DNA Definites, no. 12: Van Pool.

Iredell County, North Carolina, was settled in the mid-eighteenth century largely by Scots-Irish and German immigrants pushing down the spine of the Shenandoah Valley from the mid-Atlantic colonies. Interspersed among them, of course, were the omnipresent English, but also here and there a Dutch family. Such were the Van Pools, who settled first in Maryland before heading south in the mid-18th century.

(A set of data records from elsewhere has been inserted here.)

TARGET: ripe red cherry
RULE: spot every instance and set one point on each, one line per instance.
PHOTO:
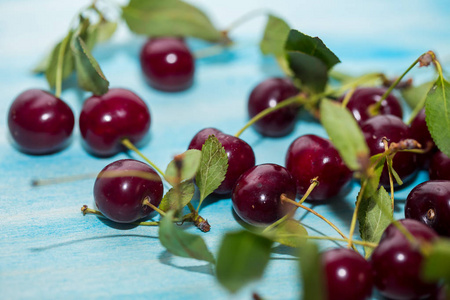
(397, 265)
(39, 122)
(121, 198)
(440, 166)
(240, 156)
(256, 195)
(363, 98)
(268, 94)
(393, 128)
(429, 203)
(107, 119)
(419, 131)
(310, 156)
(167, 64)
(347, 275)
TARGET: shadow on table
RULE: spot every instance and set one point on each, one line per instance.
(166, 258)
(68, 243)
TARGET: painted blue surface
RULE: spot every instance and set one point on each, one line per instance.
(49, 250)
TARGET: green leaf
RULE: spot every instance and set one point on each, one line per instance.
(345, 133)
(68, 62)
(90, 76)
(275, 35)
(242, 258)
(174, 201)
(313, 279)
(181, 243)
(213, 167)
(156, 18)
(437, 111)
(437, 264)
(374, 215)
(290, 233)
(190, 162)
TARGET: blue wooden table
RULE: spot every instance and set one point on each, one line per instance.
(49, 250)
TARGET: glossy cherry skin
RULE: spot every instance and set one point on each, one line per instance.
(363, 98)
(393, 128)
(429, 203)
(107, 119)
(268, 94)
(240, 156)
(439, 166)
(347, 275)
(39, 122)
(120, 198)
(419, 131)
(397, 265)
(311, 156)
(256, 195)
(167, 64)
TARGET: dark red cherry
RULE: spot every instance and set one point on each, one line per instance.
(39, 122)
(268, 94)
(167, 64)
(397, 265)
(429, 203)
(256, 195)
(107, 119)
(419, 131)
(363, 98)
(393, 128)
(119, 191)
(439, 166)
(310, 156)
(347, 275)
(240, 156)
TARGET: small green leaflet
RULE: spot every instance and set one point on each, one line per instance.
(290, 233)
(173, 201)
(309, 59)
(90, 76)
(156, 18)
(312, 273)
(213, 167)
(437, 263)
(242, 258)
(374, 215)
(181, 243)
(275, 35)
(190, 163)
(437, 111)
(344, 132)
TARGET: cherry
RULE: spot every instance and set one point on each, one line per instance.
(363, 98)
(240, 156)
(256, 194)
(310, 156)
(439, 166)
(39, 122)
(396, 264)
(167, 64)
(121, 198)
(347, 275)
(268, 94)
(394, 130)
(429, 203)
(108, 119)
(419, 131)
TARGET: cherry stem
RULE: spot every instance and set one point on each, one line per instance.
(246, 17)
(149, 204)
(293, 100)
(287, 200)
(355, 214)
(127, 143)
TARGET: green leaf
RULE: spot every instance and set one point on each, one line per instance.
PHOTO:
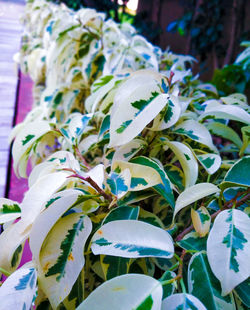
(137, 102)
(164, 188)
(246, 139)
(205, 286)
(142, 176)
(225, 132)
(114, 266)
(132, 239)
(182, 301)
(192, 241)
(23, 143)
(122, 213)
(194, 193)
(228, 241)
(186, 159)
(66, 240)
(19, 290)
(238, 175)
(243, 292)
(119, 183)
(150, 218)
(215, 109)
(131, 291)
(27, 139)
(168, 116)
(211, 162)
(197, 132)
(168, 288)
(9, 210)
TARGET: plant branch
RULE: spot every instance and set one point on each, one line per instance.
(228, 205)
(232, 34)
(79, 155)
(5, 272)
(93, 184)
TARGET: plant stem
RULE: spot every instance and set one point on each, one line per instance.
(183, 286)
(94, 184)
(5, 272)
(79, 154)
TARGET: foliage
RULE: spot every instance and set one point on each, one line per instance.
(133, 201)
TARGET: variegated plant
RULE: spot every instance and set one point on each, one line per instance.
(138, 194)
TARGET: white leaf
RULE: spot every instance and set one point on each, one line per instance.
(186, 159)
(19, 290)
(193, 194)
(182, 301)
(62, 256)
(137, 102)
(228, 248)
(125, 292)
(131, 238)
(225, 111)
(24, 140)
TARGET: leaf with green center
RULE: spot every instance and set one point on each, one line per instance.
(168, 288)
(182, 301)
(23, 143)
(205, 286)
(192, 241)
(225, 132)
(228, 241)
(113, 266)
(246, 140)
(238, 175)
(194, 193)
(119, 183)
(9, 210)
(225, 111)
(142, 176)
(201, 220)
(123, 126)
(105, 125)
(132, 239)
(150, 218)
(211, 162)
(17, 233)
(27, 139)
(186, 159)
(131, 291)
(19, 290)
(66, 240)
(165, 187)
(75, 127)
(127, 151)
(243, 292)
(168, 116)
(197, 132)
(122, 213)
(137, 102)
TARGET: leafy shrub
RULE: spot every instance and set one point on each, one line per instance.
(138, 194)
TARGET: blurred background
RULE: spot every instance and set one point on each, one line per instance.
(209, 30)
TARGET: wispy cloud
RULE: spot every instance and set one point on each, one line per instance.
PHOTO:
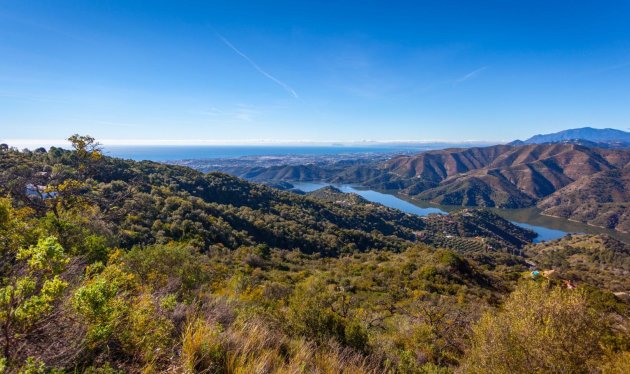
(471, 75)
(286, 87)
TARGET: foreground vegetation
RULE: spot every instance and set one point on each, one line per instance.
(115, 266)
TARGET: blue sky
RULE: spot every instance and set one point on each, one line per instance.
(291, 71)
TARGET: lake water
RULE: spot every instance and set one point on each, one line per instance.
(547, 228)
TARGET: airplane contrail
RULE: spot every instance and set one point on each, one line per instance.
(258, 68)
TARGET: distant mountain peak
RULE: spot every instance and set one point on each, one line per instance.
(589, 136)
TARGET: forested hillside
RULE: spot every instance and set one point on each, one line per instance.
(111, 266)
(563, 179)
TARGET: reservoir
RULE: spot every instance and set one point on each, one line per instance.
(547, 228)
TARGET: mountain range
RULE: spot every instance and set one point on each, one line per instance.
(607, 138)
(573, 181)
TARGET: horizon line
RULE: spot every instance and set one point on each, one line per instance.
(46, 143)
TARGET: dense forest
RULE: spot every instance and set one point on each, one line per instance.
(583, 183)
(110, 265)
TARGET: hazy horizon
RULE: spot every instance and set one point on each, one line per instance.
(245, 72)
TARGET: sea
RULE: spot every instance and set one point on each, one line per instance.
(172, 153)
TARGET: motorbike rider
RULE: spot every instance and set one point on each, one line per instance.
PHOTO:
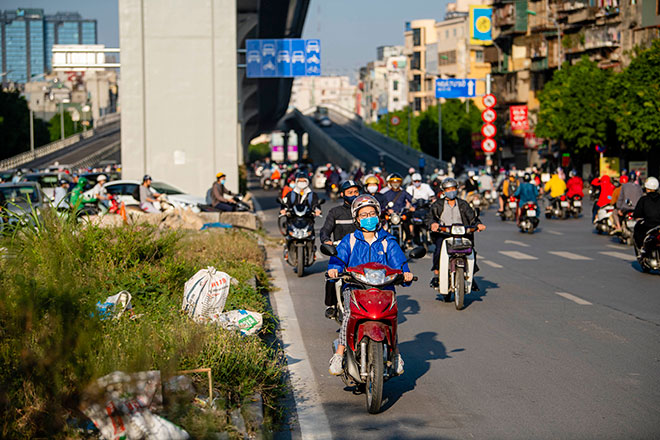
(629, 195)
(647, 212)
(370, 243)
(301, 194)
(448, 211)
(338, 223)
(527, 192)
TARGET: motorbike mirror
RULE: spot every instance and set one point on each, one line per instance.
(329, 250)
(417, 253)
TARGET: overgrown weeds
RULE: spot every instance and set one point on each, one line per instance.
(52, 342)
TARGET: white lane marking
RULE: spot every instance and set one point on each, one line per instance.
(574, 298)
(491, 263)
(311, 415)
(620, 255)
(517, 255)
(569, 255)
(517, 243)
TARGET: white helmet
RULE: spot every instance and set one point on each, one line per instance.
(651, 183)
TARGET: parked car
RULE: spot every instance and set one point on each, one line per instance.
(123, 191)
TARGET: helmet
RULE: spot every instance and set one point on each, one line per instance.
(394, 176)
(362, 201)
(449, 183)
(651, 183)
(372, 180)
(348, 184)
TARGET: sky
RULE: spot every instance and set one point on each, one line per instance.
(350, 30)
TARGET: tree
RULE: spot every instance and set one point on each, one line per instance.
(69, 127)
(636, 101)
(15, 126)
(574, 106)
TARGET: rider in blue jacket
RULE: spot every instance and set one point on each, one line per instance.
(368, 244)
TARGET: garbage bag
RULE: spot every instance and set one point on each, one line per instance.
(245, 321)
(121, 406)
(205, 294)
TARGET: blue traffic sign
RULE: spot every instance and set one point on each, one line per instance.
(455, 88)
(282, 58)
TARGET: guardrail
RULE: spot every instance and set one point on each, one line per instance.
(390, 146)
(324, 148)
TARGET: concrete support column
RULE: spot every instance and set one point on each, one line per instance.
(179, 91)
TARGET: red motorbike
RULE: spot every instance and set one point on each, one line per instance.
(372, 328)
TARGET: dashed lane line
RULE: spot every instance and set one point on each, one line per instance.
(620, 255)
(518, 255)
(569, 255)
(574, 298)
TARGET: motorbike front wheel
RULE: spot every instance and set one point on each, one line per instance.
(459, 295)
(300, 267)
(374, 385)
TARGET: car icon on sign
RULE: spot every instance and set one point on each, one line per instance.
(313, 46)
(268, 49)
(254, 57)
(283, 56)
(298, 57)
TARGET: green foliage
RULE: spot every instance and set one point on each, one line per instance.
(574, 106)
(52, 344)
(15, 126)
(636, 101)
(70, 128)
(258, 151)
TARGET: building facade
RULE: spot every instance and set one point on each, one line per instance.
(28, 35)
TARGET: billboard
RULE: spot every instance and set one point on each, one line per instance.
(481, 25)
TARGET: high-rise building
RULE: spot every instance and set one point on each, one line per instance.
(27, 37)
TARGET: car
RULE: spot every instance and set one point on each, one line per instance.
(21, 200)
(47, 182)
(298, 57)
(254, 57)
(283, 57)
(268, 49)
(123, 192)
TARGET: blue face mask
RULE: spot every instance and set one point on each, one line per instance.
(369, 223)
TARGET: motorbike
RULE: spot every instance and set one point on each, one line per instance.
(456, 264)
(604, 222)
(649, 255)
(528, 219)
(421, 234)
(575, 206)
(510, 207)
(299, 248)
(558, 207)
(372, 328)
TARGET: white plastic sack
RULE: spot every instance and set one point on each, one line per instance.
(120, 405)
(205, 294)
(245, 321)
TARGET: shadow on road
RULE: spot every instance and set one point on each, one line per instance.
(417, 355)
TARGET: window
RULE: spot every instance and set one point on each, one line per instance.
(417, 37)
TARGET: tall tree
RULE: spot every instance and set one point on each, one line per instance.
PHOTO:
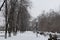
(23, 15)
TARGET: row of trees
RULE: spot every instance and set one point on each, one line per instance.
(17, 15)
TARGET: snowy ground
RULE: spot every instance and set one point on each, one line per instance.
(25, 36)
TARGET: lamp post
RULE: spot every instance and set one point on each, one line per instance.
(6, 12)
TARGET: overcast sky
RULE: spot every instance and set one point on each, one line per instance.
(39, 5)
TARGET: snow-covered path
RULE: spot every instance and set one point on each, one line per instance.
(26, 36)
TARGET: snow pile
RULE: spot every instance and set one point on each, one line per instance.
(28, 35)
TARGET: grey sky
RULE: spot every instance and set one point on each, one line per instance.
(39, 5)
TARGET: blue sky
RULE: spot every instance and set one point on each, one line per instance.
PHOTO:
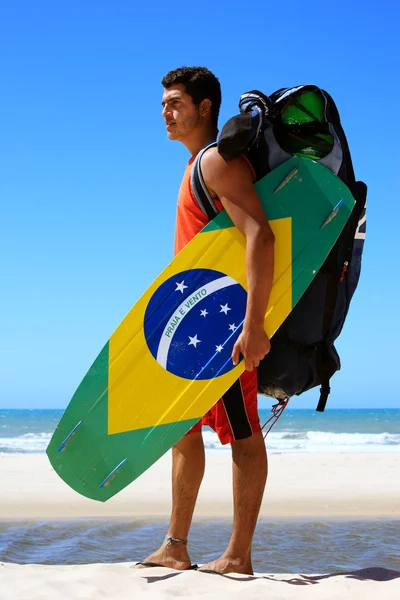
(89, 179)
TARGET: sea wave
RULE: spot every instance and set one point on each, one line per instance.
(312, 442)
(285, 442)
(31, 443)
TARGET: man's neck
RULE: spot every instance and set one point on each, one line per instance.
(200, 141)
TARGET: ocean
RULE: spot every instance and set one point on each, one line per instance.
(297, 431)
(280, 545)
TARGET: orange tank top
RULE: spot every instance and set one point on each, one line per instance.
(190, 219)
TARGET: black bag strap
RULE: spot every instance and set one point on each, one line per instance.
(199, 188)
(325, 366)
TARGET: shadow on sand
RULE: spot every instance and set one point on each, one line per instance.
(369, 573)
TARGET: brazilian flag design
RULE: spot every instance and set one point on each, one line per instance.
(169, 360)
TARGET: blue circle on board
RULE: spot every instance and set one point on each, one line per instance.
(192, 322)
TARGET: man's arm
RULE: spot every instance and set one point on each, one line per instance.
(232, 183)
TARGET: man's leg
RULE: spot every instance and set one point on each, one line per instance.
(188, 463)
(250, 468)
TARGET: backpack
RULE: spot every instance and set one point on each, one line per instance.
(300, 121)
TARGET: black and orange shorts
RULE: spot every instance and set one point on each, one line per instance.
(235, 415)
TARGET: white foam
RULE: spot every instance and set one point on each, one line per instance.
(29, 442)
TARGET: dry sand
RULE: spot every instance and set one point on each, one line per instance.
(327, 485)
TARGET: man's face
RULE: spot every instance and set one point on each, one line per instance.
(180, 113)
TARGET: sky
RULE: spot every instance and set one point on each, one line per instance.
(89, 179)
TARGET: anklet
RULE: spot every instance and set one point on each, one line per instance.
(171, 540)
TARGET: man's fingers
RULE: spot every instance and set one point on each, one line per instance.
(235, 354)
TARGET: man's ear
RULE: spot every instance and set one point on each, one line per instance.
(205, 107)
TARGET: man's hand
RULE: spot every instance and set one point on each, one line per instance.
(253, 344)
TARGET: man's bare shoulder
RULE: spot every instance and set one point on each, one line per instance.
(216, 169)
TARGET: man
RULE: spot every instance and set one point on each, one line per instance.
(191, 103)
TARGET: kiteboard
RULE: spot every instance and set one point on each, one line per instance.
(169, 360)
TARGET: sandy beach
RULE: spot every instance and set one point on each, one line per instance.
(329, 485)
(334, 485)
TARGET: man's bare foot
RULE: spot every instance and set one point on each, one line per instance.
(172, 556)
(226, 565)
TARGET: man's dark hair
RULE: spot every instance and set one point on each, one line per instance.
(200, 84)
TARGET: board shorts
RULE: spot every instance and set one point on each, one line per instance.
(235, 415)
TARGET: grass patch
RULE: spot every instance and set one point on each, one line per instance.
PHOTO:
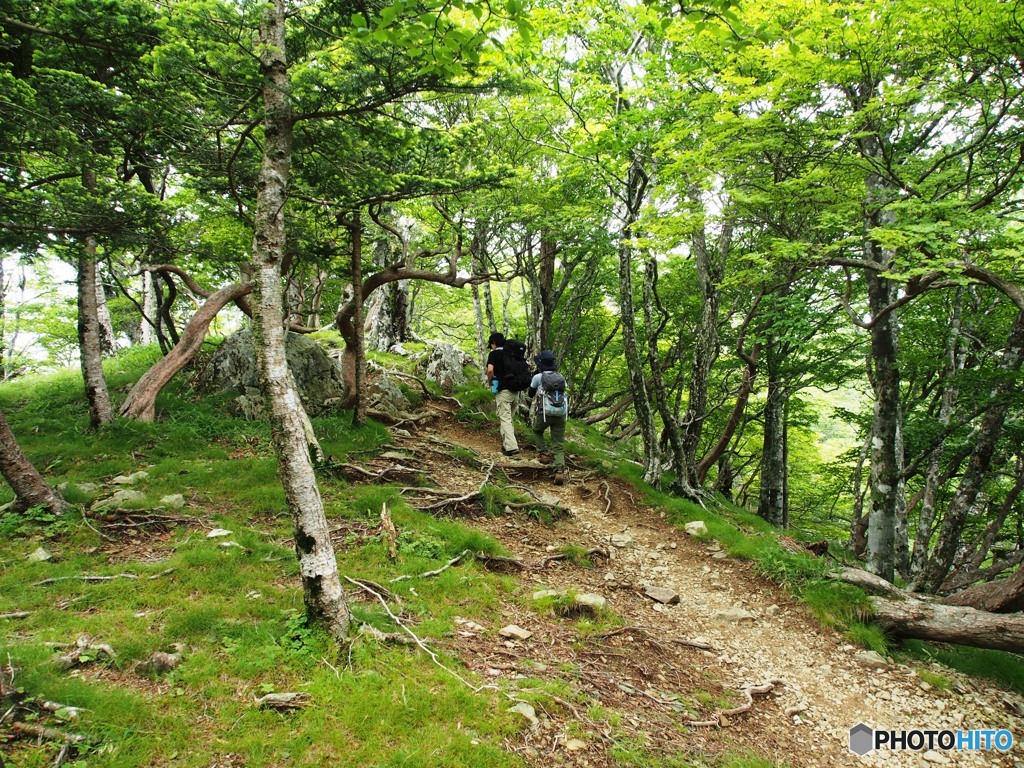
(1006, 669)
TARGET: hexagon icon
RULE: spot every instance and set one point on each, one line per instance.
(861, 739)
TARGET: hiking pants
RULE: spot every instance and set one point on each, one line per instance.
(557, 425)
(506, 402)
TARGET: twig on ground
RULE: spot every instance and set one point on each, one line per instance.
(27, 729)
(423, 647)
(54, 580)
(429, 573)
(749, 691)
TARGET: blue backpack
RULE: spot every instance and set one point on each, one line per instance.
(553, 399)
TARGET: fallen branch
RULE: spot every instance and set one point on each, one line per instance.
(749, 691)
(283, 701)
(38, 731)
(429, 573)
(499, 563)
(54, 580)
(421, 645)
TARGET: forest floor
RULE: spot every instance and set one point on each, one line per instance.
(651, 662)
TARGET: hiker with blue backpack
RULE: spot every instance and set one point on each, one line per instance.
(551, 409)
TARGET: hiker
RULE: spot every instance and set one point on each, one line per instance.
(550, 410)
(508, 374)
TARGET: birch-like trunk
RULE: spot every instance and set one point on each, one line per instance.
(29, 486)
(771, 501)
(636, 187)
(89, 335)
(709, 269)
(293, 440)
(976, 472)
(926, 515)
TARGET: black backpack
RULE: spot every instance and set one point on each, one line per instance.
(516, 377)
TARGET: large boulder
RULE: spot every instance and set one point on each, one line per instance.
(444, 364)
(233, 369)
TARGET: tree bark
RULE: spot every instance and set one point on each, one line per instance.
(29, 486)
(89, 335)
(976, 472)
(141, 400)
(323, 595)
(634, 196)
(771, 501)
(950, 624)
(709, 268)
(1005, 596)
(359, 337)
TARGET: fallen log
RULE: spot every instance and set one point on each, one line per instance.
(1004, 596)
(923, 620)
(907, 614)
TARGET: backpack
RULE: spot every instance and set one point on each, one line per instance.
(553, 399)
(516, 376)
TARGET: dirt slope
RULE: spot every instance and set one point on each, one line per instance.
(652, 671)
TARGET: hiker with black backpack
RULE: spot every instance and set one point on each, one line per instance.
(551, 409)
(508, 374)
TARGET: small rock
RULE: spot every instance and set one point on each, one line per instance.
(159, 664)
(662, 595)
(697, 527)
(517, 633)
(526, 711)
(735, 613)
(40, 555)
(871, 659)
(174, 501)
(130, 479)
(592, 601)
(622, 541)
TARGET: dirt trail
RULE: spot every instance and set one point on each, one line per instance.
(803, 721)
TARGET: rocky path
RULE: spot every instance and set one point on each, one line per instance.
(816, 685)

Ancestry DNA estimates D.F.M. as my 5th-8th cousin. I would not have noticed her name among my hundreds of distant matches, but Shared Ancestor Hint — a comparison of family trees, and Ancestry’s best feature — brought her into sharp focus. To be precise, we are fifth cousins, once removed, both descendants of John Van Pool and his wife, Elizabeth Peyster Van Pool. I am descended from daughter Nancy Van Pool, who married Samuel McNeely, and D.F.M. from son David Van Pool. Nancy and Samuel McNeely’s son John W. McNeely fathered Henry W. McNeely, my maternal grandmother’s maternal grandfather.

Ancestry also estimates L.B. as my 5th-8th cousin, and I found him, too, via Shared Ancestor Hint. We are in fact 7th cousins, descended an equal number of generations from Jacob Van Pool and Elizabeth Hampton via sons John Van Pool and Henry Van Pool.